どのようにして、わたしたちに書き記されているのか、それは信仰によってです。3節に「墨によってではなく、神の霊によって、書きつけられた」ということが書かれています。わたしたちは、その喜びの知らせを信じる信仰を与えられた時に同時に神の霊、すなわち聖霊を与えられます。信仰を与えられたその時にわたしたちは、聖霊なる神様によって、その喜びの知らせを刻まれるのです。この節では「墨によってではなくて」と注意書きが記されています。墨というのは文字を長期保存するのに、適しているものです。この時代の中では、一番長く文字を保存できるものと考えられていたでしょう。しかし、その墨であっても、永遠に事柄を保存できるものではありません。やがて文字は消えてしまいます。パウロは、そのような有限な、保存時間に限界があるものよってではなく、永遠に消えることのない神の霊によって、信仰と喜びの知らせが刻まれているということを伝えたかったのです。
どこにそれが刻まれるのか、それはわたしたちの心であるとパウロは3節で書いています。わたしたちの心にしっかりと刻まれているという意味と、ここでもう一つパウロがもうひとつ指し示そうとしている意味があります。それは3節後半にかかれています。3節後半には「石の板ではなく、心の板に、書きつけられている」と書かれています。石の板ということで、わたしたちが思い出すのは、モーセが神様から与えられた十戒が書かれた石の板のことです。すなわち律法です。石に対して心ということが言われているということで、ここでパウロが意識しているのは、石の板である律法ではなくて、わたしたちにはイエス様が与えられている、すなわち喜びの知らせである福音が与えられていることを言いたいのです。わたしたちは律法によって、自分たちの罪を知ります。わたしたちは律法によっては、救われませせん。わたしたちは律法によって自覚させられる罪を、イエス様が十字架の死の犠牲によって代わりに背負って、贖ってくださって、救ってくださったのです。イエス様によって救われるその救いの喜びの知らせ、すなわち福音がわたしたちの心に刻まれるということを、パウロはここで強調したいのです。

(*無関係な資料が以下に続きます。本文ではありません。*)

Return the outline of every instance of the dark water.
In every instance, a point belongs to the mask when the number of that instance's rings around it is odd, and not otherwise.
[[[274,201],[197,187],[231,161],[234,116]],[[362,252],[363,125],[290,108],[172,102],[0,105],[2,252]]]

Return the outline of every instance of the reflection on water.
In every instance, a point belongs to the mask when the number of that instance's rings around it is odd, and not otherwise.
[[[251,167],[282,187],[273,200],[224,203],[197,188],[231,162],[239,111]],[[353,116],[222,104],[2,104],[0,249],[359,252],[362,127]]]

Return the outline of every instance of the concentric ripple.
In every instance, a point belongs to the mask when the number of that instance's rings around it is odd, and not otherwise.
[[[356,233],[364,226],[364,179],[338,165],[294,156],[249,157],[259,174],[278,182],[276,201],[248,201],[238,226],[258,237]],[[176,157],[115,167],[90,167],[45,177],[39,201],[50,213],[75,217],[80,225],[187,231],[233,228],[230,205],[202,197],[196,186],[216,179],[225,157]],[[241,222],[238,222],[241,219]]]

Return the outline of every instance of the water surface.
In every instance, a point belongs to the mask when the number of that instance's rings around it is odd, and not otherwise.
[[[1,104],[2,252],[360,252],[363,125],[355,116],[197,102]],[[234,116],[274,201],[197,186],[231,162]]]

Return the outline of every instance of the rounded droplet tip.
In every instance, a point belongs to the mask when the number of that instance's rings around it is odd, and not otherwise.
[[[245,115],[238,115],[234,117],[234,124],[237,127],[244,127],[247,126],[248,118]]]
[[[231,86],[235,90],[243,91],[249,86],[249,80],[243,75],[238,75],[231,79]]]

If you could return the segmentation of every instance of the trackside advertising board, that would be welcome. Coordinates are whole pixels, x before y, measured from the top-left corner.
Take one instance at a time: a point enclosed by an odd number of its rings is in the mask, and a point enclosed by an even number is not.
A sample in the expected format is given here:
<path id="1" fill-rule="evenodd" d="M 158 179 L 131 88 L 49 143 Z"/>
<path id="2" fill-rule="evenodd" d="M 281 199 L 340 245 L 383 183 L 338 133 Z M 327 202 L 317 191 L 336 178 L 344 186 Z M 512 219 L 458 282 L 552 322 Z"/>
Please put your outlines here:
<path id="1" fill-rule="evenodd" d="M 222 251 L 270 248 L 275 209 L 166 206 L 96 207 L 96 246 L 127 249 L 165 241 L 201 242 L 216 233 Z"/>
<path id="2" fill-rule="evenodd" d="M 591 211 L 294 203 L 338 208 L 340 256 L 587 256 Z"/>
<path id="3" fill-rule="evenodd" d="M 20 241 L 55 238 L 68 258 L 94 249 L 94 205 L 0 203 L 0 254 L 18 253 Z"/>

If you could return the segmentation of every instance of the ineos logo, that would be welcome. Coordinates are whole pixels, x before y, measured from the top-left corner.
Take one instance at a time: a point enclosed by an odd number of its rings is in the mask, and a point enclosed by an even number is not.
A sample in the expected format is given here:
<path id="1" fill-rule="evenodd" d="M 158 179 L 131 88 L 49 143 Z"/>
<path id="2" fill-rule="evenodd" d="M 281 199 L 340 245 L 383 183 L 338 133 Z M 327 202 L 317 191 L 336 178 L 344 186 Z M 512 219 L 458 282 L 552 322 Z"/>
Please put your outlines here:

わたしたちもキリストの手紙です。なぜわたしたちがキリストの手紙であるということがわかるのか、またさらにいえばその手紙の差出人がイエス様であるということがなぜわかるのか。それは、イエス様の印がその手紙に付けられているからです。かつての手紙は、封を閉じる時に、そこにロウを垂らし、指輪に刻まれた印を押し付け封印していました。その印が、差出人を示す印でありました。信仰者はこの印を、聖霊なる神様によって付けられているとパウロは語ります。エフェソの信徒への手紙1章13節でパウロは「あなたがたもまた、キリストにおいて、真理の言葉、救いをもたらす福音を聞き、そして信じて、約束された聖霊で証印を押されたのです。」と言っています。イエス様の救いの福音を聞き、信じた者は、聖霊によって「この者は、わたしのものである」「これはわたしが出した手紙である」ということを証しする印を押されているのです。この印は、滅びること無い永遠の霊が媒体となって付けられた「印」、例えるならば絶対に朽ちること無いロウによって付けられた印です。ですから、わたしたちは、その聖霊なる神様によって、神様のものであることが証明され、神様の手紙であることが示されるのです。では、自分に聖霊なる神様が注がれているということを、わたしたちはどのようにして知ることができるのか。それは、イエス様が備えてくださった一つの儀式によってわかります。その儀式というは、洗礼です。わたしたちは洗礼を受ける前に、信仰を告白します。そして、悔い改めて洗礼を受けます。この洗礼は、聖霊なる神様を注がれているかがわからないわたしたちのために、信仰が与えられていること、聖霊なる神様が与えられていることが、目に見える形となり、神様からのそれらの保証の印となるのです。ですから、洗礼を受けた時、わたしたちははっきりと、キリストの手紙となったことがわかるのです。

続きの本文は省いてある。